Canada Geese are common in our area and most are considered permanent residents. There will also be flocks of migrating geese that spend their winter in our area. The majority of these migrating geese will be Canada Geese but there are other geese species that are less frequently seen. The Spring Creek Marina, South Fork State Recreation Area and Ruby Lake National Wildlife Refuge are all possible locations to see geese. Geese are also found in Elko on the Golf Course and along the Humboldt River when the water is open. The pictures accompanying this article were taken at the Spring Creek Marina.
The more common Canada Goose is a big waterbird (length: 29.9-43.3 in. wingspan: 50 – 66.9 in.) with a long neck, large body, large webbed feet and a wide, flat bill. Canada Geese eat grain from fields, graze on grass and dabble in shallow water by tipping forward and extending their necks underwater. Most of the year they are found in large flocks and many of the birds may be related to one another. They mate for life and pairs remain together throughout the year. As long as there is some open water and available food resources they can remain in areas where temperatures are extremely cold.
The Snow Goose is a medium-sized goose (length: 27.2-32.7 in. wingspan: 54.3 in) with a hefty bill and long, thick neck. It is a white-bodied goose with black wingtips that are barely visible on the ground but noticeable in flight. The pink bill has a dark line along it, often called a “grinning patch” or “black lips.” Juveniles are slightly smaller than adults. All Snow Geese migrate, making long flights broken up by long stopovers in staging areas. They fly quickly and at high altitudes in narrow flight lanes, heading more or less due south from the breeding grounds on the arctic tundra to a wintering site at roughly the same longitude. They prefer the protection of being with other geese. Groups of Snow Geese numbering in the thousands can be found in other wintering areas. They are not common in our area and it is typical for less than a dozen birds to be found here with Canada Geese flocks.
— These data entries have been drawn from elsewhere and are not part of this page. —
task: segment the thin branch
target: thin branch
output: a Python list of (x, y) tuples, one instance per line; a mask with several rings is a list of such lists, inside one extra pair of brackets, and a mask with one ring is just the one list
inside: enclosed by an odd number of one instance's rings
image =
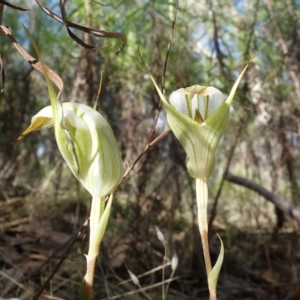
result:
[(79, 38), (75, 33), (71, 31), (70, 28), (78, 29), (80, 31), (83, 31), (89, 35), (96, 36), (99, 38), (103, 39), (118, 39), (122, 42), (122, 45), (120, 46), (119, 50), (117, 51), (116, 54), (119, 54), (125, 47), (127, 43), (126, 36), (120, 32), (117, 31), (106, 31), (106, 30), (100, 30), (97, 28), (93, 27), (87, 27), (87, 26), (81, 26), (79, 24), (70, 22), (67, 20), (67, 0), (60, 0), (60, 12), (61, 12), (61, 17), (48, 9), (46, 6), (42, 5), (42, 3), (39, 0), (35, 0), (35, 2), (38, 4), (38, 6), (44, 11), (45, 14), (47, 14), (49, 17), (53, 18), (54, 20), (62, 23), (64, 26), (66, 26), (67, 32), (69, 36), (77, 42), (79, 45), (81, 45), (84, 48), (90, 49), (90, 50), (101, 50), (104, 49), (110, 45), (104, 45), (104, 46), (99, 46), (95, 47), (93, 45), (85, 43), (81, 38)]
[(215, 50), (216, 50), (216, 56), (217, 56), (218, 62), (221, 67), (221, 72), (223, 75), (226, 75), (226, 72), (225, 72), (226, 64), (224, 62), (224, 58), (226, 56), (222, 52), (220, 43), (219, 43), (219, 29), (218, 29), (218, 24), (217, 24), (216, 12), (214, 10), (215, 7), (216, 7), (215, 3), (213, 3), (213, 1), (211, 1), (210, 2), (210, 10), (212, 12), (212, 21), (213, 21), (213, 28), (214, 28), (214, 36), (213, 36), (214, 46), (215, 46)]
[(230, 163), (231, 163), (232, 158), (233, 158), (234, 150), (236, 148), (238, 139), (241, 136), (243, 128), (244, 128), (244, 124), (241, 123), (240, 126), (239, 126), (239, 129), (238, 129), (238, 133), (237, 133), (237, 135), (235, 137), (234, 143), (233, 143), (233, 145), (231, 146), (231, 148), (229, 150), (228, 159), (227, 159), (226, 167), (225, 167), (225, 170), (224, 170), (224, 173), (223, 173), (223, 176), (222, 176), (221, 184), (219, 186), (217, 195), (216, 195), (216, 197), (214, 199), (213, 208), (211, 210), (211, 214), (210, 214), (210, 218), (209, 218), (209, 222), (208, 222), (208, 232), (210, 232), (212, 223), (213, 223), (213, 221), (214, 221), (214, 219), (215, 219), (215, 217), (217, 215), (217, 206), (218, 206), (219, 198), (220, 198), (220, 195), (221, 195), (221, 192), (222, 192), (222, 189), (223, 189), (223, 185), (224, 185), (224, 181), (225, 181), (225, 178), (226, 178), (226, 174), (228, 173), (228, 170), (229, 170), (229, 167), (230, 167)]
[[(171, 49), (173, 34), (174, 34), (174, 30), (175, 30), (175, 24), (176, 24), (176, 20), (177, 20), (177, 11), (178, 11), (178, 0), (176, 1), (176, 4), (175, 4), (175, 11), (174, 11), (172, 29), (171, 29), (171, 33), (170, 33), (169, 43), (168, 43), (168, 47), (167, 47), (167, 54), (166, 54), (166, 59), (165, 59), (164, 69), (163, 69), (163, 76), (162, 76), (162, 80), (161, 80), (161, 91), (162, 91), (162, 93), (164, 92), (163, 90), (164, 90), (164, 87), (165, 87), (166, 70), (167, 70), (167, 64), (168, 64), (169, 55), (170, 55), (170, 49)], [(160, 104), (161, 104), (161, 101), (160, 101)]]
[(257, 23), (257, 18), (258, 18), (258, 11), (259, 11), (259, 0), (256, 0), (256, 3), (254, 4), (255, 7), (255, 12), (254, 12), (254, 19), (252, 24), (250, 25), (250, 32), (247, 34), (248, 37), (248, 41), (246, 43), (246, 52), (245, 52), (245, 59), (248, 60), (249, 59), (249, 53), (250, 53), (250, 46), (251, 43), (254, 39), (254, 34), (255, 34), (255, 25)]
[[(13, 8), (13, 9), (17, 9), (17, 10), (21, 10), (21, 11), (28, 11), (28, 10), (30, 10), (30, 9), (28, 9), (28, 8), (23, 8), (23, 7), (21, 7), (21, 6), (13, 5), (13, 4), (11, 4), (11, 3), (5, 1), (5, 0), (0, 0), (0, 3), (3, 3), (3, 4), (6, 5), (6, 6), (9, 6), (9, 7)], [(3, 4), (2, 4), (2, 5), (3, 5)]]
[[(169, 59), (169, 54), (170, 54), (170, 49), (171, 49), (171, 44), (172, 44), (172, 38), (173, 38), (173, 33), (174, 33), (176, 19), (177, 19), (177, 11), (178, 11), (178, 0), (176, 0), (174, 19), (173, 19), (173, 23), (172, 23), (172, 29), (171, 29), (171, 33), (170, 33), (169, 43), (168, 43), (168, 47), (167, 47), (166, 59), (165, 59), (165, 63), (164, 63), (163, 76), (162, 76), (162, 86), (161, 86), (161, 91), (162, 92), (164, 90), (167, 64), (168, 64), (168, 59)], [(141, 57), (141, 55), (140, 55), (140, 57)], [(161, 139), (166, 133), (168, 133), (170, 131), (170, 129), (167, 129), (167, 132), (163, 132), (158, 138), (156, 138), (154, 141), (151, 142), (153, 134), (154, 134), (154, 130), (155, 130), (155, 127), (156, 127), (156, 124), (157, 124), (157, 120), (158, 120), (159, 115), (160, 115), (160, 110), (161, 110), (161, 100), (159, 101), (159, 104), (158, 104), (158, 112), (157, 112), (157, 115), (155, 117), (155, 121), (153, 123), (153, 126), (151, 128), (146, 146), (145, 146), (144, 150), (138, 155), (138, 157), (133, 162), (133, 164), (130, 167), (127, 168), (125, 174), (123, 175), (123, 178), (125, 178), (128, 175), (128, 173), (134, 168), (134, 166), (142, 158), (142, 156), (149, 150), (149, 148), (152, 147), (159, 139)]]
[[(40, 288), (40, 290), (37, 292), (37, 294), (33, 297), (32, 300), (38, 300), (39, 297), (41, 296), (41, 294), (43, 293), (44, 289), (47, 287), (47, 285), (49, 284), (49, 282), (51, 281), (51, 279), (53, 278), (53, 276), (55, 275), (55, 273), (58, 271), (58, 269), (60, 268), (60, 266), (62, 265), (62, 263), (64, 262), (64, 260), (68, 257), (67, 255), (69, 254), (69, 252), (71, 251), (72, 247), (75, 244), (75, 241), (77, 240), (77, 238), (83, 233), (83, 231), (87, 228), (89, 223), (89, 219), (87, 219), (84, 224), (77, 230), (77, 232), (70, 238), (70, 240), (67, 241), (67, 244), (69, 244), (67, 250), (65, 251), (65, 253), (62, 255), (60, 261), (58, 262), (58, 264), (55, 266), (54, 270), (51, 272), (50, 276), (47, 278), (47, 280), (45, 281), (45, 283), (43, 284), (43, 286)], [(71, 241), (71, 242), (70, 242)], [(65, 246), (65, 245), (64, 245)], [(53, 256), (52, 256), (53, 257)], [(50, 259), (49, 259), (50, 260)], [(49, 261), (48, 260), (48, 261)], [(46, 262), (43, 264), (43, 266), (46, 264)], [(36, 273), (36, 271), (34, 272)]]
[(0, 4), (0, 25), (2, 25), (3, 11), (4, 11), (4, 4)]
[(271, 16), (271, 19), (274, 23), (274, 26), (275, 26), (275, 30), (276, 30), (276, 35), (277, 35), (277, 39), (280, 43), (280, 46), (281, 46), (281, 51), (284, 55), (284, 59), (285, 59), (285, 62), (287, 64), (287, 67), (288, 67), (288, 71), (289, 71), (289, 75), (290, 75), (290, 78), (293, 82), (293, 85), (294, 85), (294, 89), (295, 89), (295, 93), (298, 97), (298, 101), (300, 100), (300, 84), (299, 84), (299, 76), (296, 74), (296, 72), (294, 71), (294, 68), (293, 68), (293, 62), (292, 62), (292, 59), (291, 57), (289, 56), (289, 50), (288, 50), (288, 46), (284, 40), (284, 37), (283, 37), (283, 34), (282, 34), (282, 31), (281, 31), (281, 28), (276, 20), (276, 16), (274, 14), (274, 9), (273, 9), (273, 5), (272, 5), (272, 1), (270, 0), (265, 0), (265, 3), (267, 5), (267, 8), (269, 10), (269, 13), (270, 13), (270, 16)]
[(129, 166), (126, 170), (126, 172), (123, 175), (123, 178), (125, 178), (128, 173), (134, 168), (134, 166), (137, 164), (137, 162), (141, 159), (141, 157), (158, 141), (160, 141), (162, 138), (164, 138), (170, 131), (170, 127), (167, 128), (162, 134), (160, 134), (156, 139), (154, 139), (151, 143), (147, 143), (145, 149), (139, 154), (139, 156), (136, 158), (136, 160), (133, 162), (131, 166)]
[(261, 185), (243, 177), (235, 176), (231, 173), (227, 173), (225, 179), (229, 182), (244, 186), (259, 195), (266, 198), (266, 200), (272, 202), (277, 208), (282, 210), (285, 214), (295, 219), (300, 223), (300, 210), (296, 209), (293, 205), (288, 203), (285, 199), (273, 194)]
[[(174, 19), (173, 19), (173, 23), (172, 23), (172, 28), (171, 28), (171, 33), (170, 33), (170, 38), (169, 38), (169, 43), (168, 43), (168, 47), (167, 47), (167, 53), (166, 53), (166, 59), (165, 59), (165, 63), (164, 63), (164, 69), (163, 69), (163, 75), (162, 75), (162, 80), (161, 80), (161, 92), (164, 92), (164, 87), (165, 87), (165, 79), (166, 79), (166, 71), (167, 71), (167, 65), (168, 65), (168, 60), (169, 60), (169, 55), (170, 55), (170, 50), (171, 50), (171, 45), (172, 45), (172, 39), (173, 39), (173, 33), (175, 30), (175, 24), (176, 24), (176, 19), (177, 19), (177, 11), (178, 11), (178, 0), (176, 1), (176, 6), (175, 6), (175, 12), (174, 12)], [(153, 126), (151, 128), (151, 132), (147, 141), (147, 145), (150, 144), (150, 141), (153, 137), (154, 134), (154, 130), (160, 115), (160, 110), (161, 110), (161, 100), (159, 100), (159, 104), (158, 104), (158, 112), (157, 115), (155, 117), (155, 121), (153, 123)]]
Snow Geese eat grasses, sedges, rushes, forbs, horsetails, shrubs, and willows. They will consume nearly any part of a plant—including seeds, stems, leaves, tubers, and roots—either by grazing, shearing plants off at ground level, or ripping entire stems from the ground. They also mate for life.
The less common Greater White-fronted Goose is a medium-sized (length: 25.2-31.9 in. wingspan: 53.1 in), heavy-bodied goose with a small bill, thick orange legs, and a short neck. Adults are mostly brown with white feathering around the base of a pinkish-orange bill. Black barring marks the belly and the undertail is white. They often hang out in groups with Snow and Canada Geese, where their brown plumage and medium size should help separate them. They breed in the arctic tundra but winter further south mainly along the west coast, gulf coast and Mexico. During the winter they eat seeds, tubers and grasses. Greater White-fronted Geese form long-term pair bonds and stay together year-round. Pairs are often accompanied by their young for the first year or more.